9) Иногда параллелизм у Гоголя только подразумевается: «А из окошка далеко блестят горы и Днепр; за Днепром синеют леса… Но не далеким небом и не синим лесом любуется пан Данило (фигура нарастания): глядит он на выдавшийся мыс…» («Страшная месть»).
10) Иногда изысканность формы переходит все пределы, и вот тогда-то ударит по нашим нервам Гоголь намеренно банальной риторикой: «Божественная ночь! Очаровательная ночь». Но странно: именно эта риторика после тончайших красочных сочетаний, после тончайших изгибов фразы загорается невероятным блеском совершенства, и нам начинает казаться, что нет ничего проще и естественнее прозы Гоголя; но то — обман.
Я не могу перечислить здесь и сотой части всех тех сознательных ухищрений, к которым прибегает стилистика Гоголя. Знаю только одно: в стилистике этой отражается самая утонченная душа XIX столетия.

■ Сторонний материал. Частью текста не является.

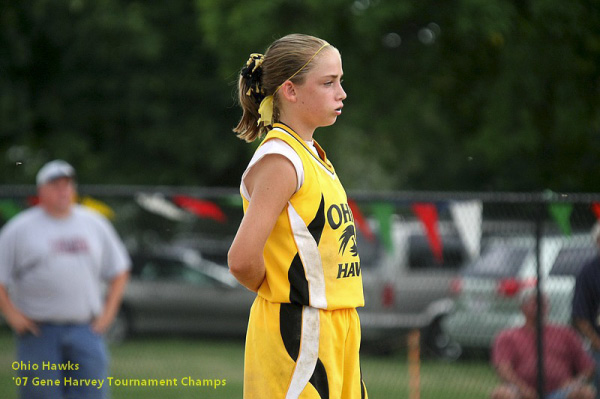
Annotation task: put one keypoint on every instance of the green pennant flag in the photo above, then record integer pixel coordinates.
(562, 214)
(8, 209)
(383, 213)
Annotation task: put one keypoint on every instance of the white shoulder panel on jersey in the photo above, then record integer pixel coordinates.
(275, 146)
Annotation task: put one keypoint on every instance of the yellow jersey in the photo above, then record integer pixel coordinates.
(311, 256)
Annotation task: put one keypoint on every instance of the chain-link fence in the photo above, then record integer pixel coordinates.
(443, 273)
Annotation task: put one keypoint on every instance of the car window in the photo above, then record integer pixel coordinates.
(498, 261)
(569, 261)
(420, 254)
(171, 270)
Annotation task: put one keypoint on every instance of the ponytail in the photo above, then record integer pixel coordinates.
(250, 95)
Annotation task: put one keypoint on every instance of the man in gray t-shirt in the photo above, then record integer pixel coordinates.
(54, 260)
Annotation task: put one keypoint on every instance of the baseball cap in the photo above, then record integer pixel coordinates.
(54, 170)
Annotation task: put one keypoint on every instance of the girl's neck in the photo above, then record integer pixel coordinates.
(305, 133)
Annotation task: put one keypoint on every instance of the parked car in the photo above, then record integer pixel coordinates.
(174, 290)
(488, 290)
(407, 289)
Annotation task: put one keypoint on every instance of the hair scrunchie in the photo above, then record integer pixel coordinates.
(252, 74)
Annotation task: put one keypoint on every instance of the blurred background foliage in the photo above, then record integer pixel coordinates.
(442, 95)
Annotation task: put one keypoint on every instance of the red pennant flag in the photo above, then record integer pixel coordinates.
(427, 213)
(596, 209)
(361, 222)
(202, 208)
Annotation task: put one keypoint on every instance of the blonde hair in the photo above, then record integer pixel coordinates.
(288, 58)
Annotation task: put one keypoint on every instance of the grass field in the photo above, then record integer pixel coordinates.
(144, 359)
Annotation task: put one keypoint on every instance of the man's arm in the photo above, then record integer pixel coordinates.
(113, 301)
(508, 374)
(15, 319)
(586, 328)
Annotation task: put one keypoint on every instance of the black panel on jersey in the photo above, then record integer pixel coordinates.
(319, 380)
(290, 327)
(296, 272)
(298, 282)
(318, 223)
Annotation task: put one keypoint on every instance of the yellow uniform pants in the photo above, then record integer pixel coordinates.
(295, 351)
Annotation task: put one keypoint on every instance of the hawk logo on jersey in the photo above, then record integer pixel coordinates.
(346, 237)
(336, 216)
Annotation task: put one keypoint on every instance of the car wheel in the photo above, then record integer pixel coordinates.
(120, 328)
(439, 343)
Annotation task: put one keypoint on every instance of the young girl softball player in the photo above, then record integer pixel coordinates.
(296, 245)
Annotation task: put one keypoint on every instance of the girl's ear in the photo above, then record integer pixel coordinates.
(288, 91)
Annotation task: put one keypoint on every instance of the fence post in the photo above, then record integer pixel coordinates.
(539, 227)
(414, 369)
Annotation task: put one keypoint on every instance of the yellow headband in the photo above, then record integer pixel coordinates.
(265, 108)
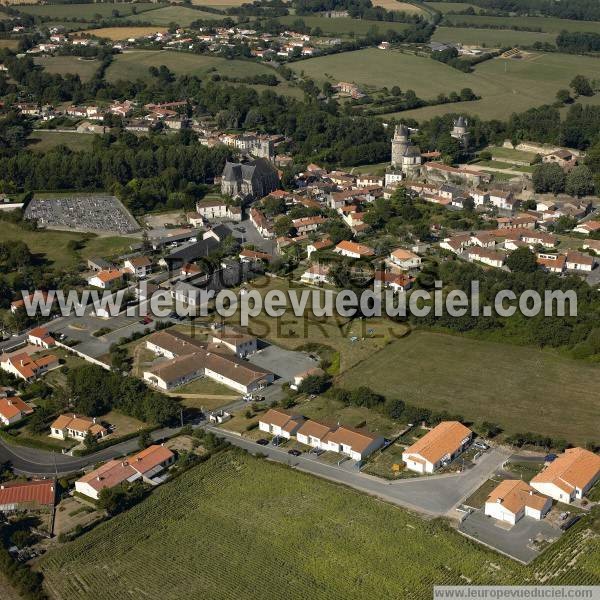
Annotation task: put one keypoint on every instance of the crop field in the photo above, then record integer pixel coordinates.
(42, 141)
(490, 38)
(506, 86)
(124, 33)
(85, 11)
(68, 64)
(344, 26)
(223, 531)
(399, 6)
(524, 389)
(135, 64)
(546, 24)
(173, 14)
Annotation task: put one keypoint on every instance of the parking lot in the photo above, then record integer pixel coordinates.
(520, 541)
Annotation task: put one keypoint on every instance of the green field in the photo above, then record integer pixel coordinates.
(520, 388)
(134, 65)
(51, 245)
(546, 24)
(237, 527)
(173, 14)
(68, 64)
(490, 38)
(344, 26)
(42, 141)
(84, 11)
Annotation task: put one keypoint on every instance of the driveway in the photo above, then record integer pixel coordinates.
(435, 495)
(513, 541)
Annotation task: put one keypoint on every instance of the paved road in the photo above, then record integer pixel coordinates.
(435, 495)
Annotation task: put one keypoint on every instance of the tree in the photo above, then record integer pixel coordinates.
(521, 260)
(548, 177)
(581, 86)
(580, 181)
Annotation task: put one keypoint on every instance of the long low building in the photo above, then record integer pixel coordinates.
(437, 447)
(570, 476)
(144, 465)
(191, 359)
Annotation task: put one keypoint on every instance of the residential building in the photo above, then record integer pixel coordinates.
(354, 250)
(24, 367)
(570, 476)
(437, 447)
(40, 336)
(514, 499)
(238, 342)
(139, 266)
(106, 279)
(405, 259)
(13, 409)
(76, 427)
(576, 261)
(38, 494)
(146, 466)
(280, 423)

Нечеловеческие муки Гоголя отразились в нечеловеческих образах; а образы эти вызвали в творчестве Гоголя нечеловеческую работу над формой.
Быть может, Ницше и Гоголь — величайшие стилисты всего европейского искусства, если под стилем разуметь не слог только, а отражение в форме жизненного ритма души.
I
Жизнь — замкнутая отовсюду комната. Тут мы с рождения до смерти заключены, как в темнице. Перед нами только стены, и никто, наверное, не скажет, что находится за ними. Мы все в одном положении. Видим одно. Знаем одно. Но разнообразно отношение к этому, единому для всех, содержанию жизни.
Мы можем говорить, хотя и заключены в тюрьму, из которой только смерть — выход, что стены темницы стеклянные. И развернутое перед нами содержание жизни — то райские, то адские картины великого Мастера — находится по ту сторону прозрачных стен. И чем глубже наши переживания, тем больше черт мы сумеем увидеть в развернутой панораме.
Мы можем думать и то, что стены нашей темницы вовсе не прозрачны, а разнообразные картины жизни — только фресковая живопись, покрывающая стены. Все это не там, а здесь, с нами. Мы можем тогда изучать свойства красок и род живописи, которой раскрашена наша жизнь.
Нам доступно еще иное отношение к жизни. Когда мы открываем сердце тем картинам, которые вокруг нас, мы можем не задаваться вопросом, где они развернуты. Нет нам нужды скоблить стены нашей тюрьмы в надежде, что отстанет слой красок, покрывающих эти стены, или горевать о том, что краски не отстают, и стало быть, они за стенами, а стены — прозрачные: мы можем любить эти картины жизни независимо от их положения только потому, что они — содержание нашей души. Относится ли это содержание к сущности или видимости — все равно: мы любим все это, а разве любовь спрашивает? Разве она требует документов? Мы любим. Любя, выражаем. И пусть мистик видит в выражении наших переживаний глубокие прозрения в сверхчувственное, а позитивист — только здешнюю жизнь, оба они должны согласиться, что такое выражение переживаний реально истинной, не претендующей на тенденцию реальностью.
Одно время ошибочно полагали, что, выражая глубины духа, мы отрываемся от действительности и что глубины нашего духа уже не действительность. Но когда заключили о недействительности всего глубокого и противопоставили плоскость глубине, еще более отошли от действительности в область миражей. Тенденциозное понимание жизни, провозгласившее «тьмы низких истин» в пику «возвышающему обману», тоже грешило против реальности, ибо приняло на веру слова о «возвышающем обмане». В результате получились две уродливых схемы: 1) «жизнь наша… душная… тесная… гроб» (стих Бальмонта), 2) жизнь наша — «печной горшок». Оба понимания жизни далеки от принципов истинного реализма, ибо в одном случае предполагалось a priori, что красоты, развернутые перед нами, — «где-то там, куда нет доступа», а в другом случае они низводились до фресок. В обоих случаях жизнь обращалась в призрак. Забывалось, что истинный реалист не предполагает, а любит то, что есть.
Долгое время только потустороннее выражал символ. Отвергая потустороннее, отвергли символ. Противопоставляли ему понятие. И свели художественное выражение к какому-то мышлению в образах. Но ведь тут последний предел неясности — contradictio in adjecto. Забыли, что символ только выразитель переживания, а переживание (личное, коллективное) — единственная реальность. И если некоторые формальные дисциплины дают возможность заключать о призрачности переживания, то, с другой стороны, эти же дисциплины, проведенные до конца, себя отрицают. А если это так, если призрачны слова о призрачности переживаний как чего-то непосредственно нам данного, то переживание — единственная реальность. И символизм (выражающий и не вопрошающий) — единственная форма реальности.